Dental implants are medical-grade metal posts that are implanted into the jawbone to support a crown, an artificial tooth shaped and tinted to look like a natural tooth. Dr. Koo has color-corrected lights in her office which allow her to match the shade of the implant with the rest of the patient's teeth. Once implanted into the jaw, the natural bone tissue surrounds the post and provides a very secure and sturdy attachment for the crown. Dental implants are designed to look and function just like natural teeth, making them a popular alternative to dentures and bridges.
Dental implant procedures are performed over three office visits in most cases. During the first visit, Dr. Koo will implant the post into the patient’s jawbone. If the jawbone is very thin, Dr. Koo may perform a bone graft procedure to supplement the existing bone with a small graft of bone taken from the patient or from a tissue bank. Once the post is in place, it’s left undisturbed for several weeks to enable it to fuse with bone tissue. This process is called osseointegration, and it helps ensure that the post and crown are very stable. During the second visit, Dr. Koo will attach a second piece -- called an abutment -- to the post, make an impression, and send it to a dental lab, which will make the crown. During the third visit, Dr. Koo will carefully attach to the abutment, then gently shape it for a perfect fit.

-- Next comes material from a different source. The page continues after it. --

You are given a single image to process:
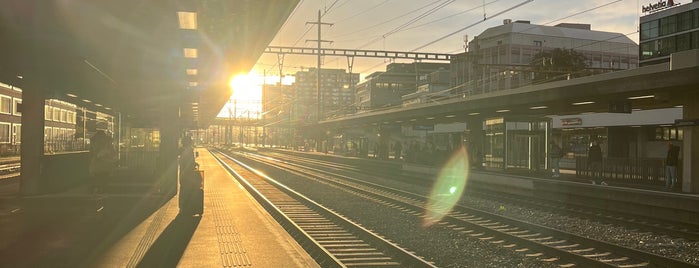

Many patients prefer implants over other options because they are very secure and look and work like natural teeth. There’s no risk of embarrassing slippage or painful sore spots, and implants require no special care beyond what you would provide for your natural teeth. As a result, patients find that implants offer far greater self-confidence than bridges and dentures.
Implants are designed to last as long as natural teeth as long as they’re cared for properly. That includes regular brushing and flossing to keep the surrounding gums healthy and routine checkups to prevent gum disease. It’s also important to avoid activities like crunching on ice or hard candies to avoid breaking the crown -- or your own natural teeth for that matter.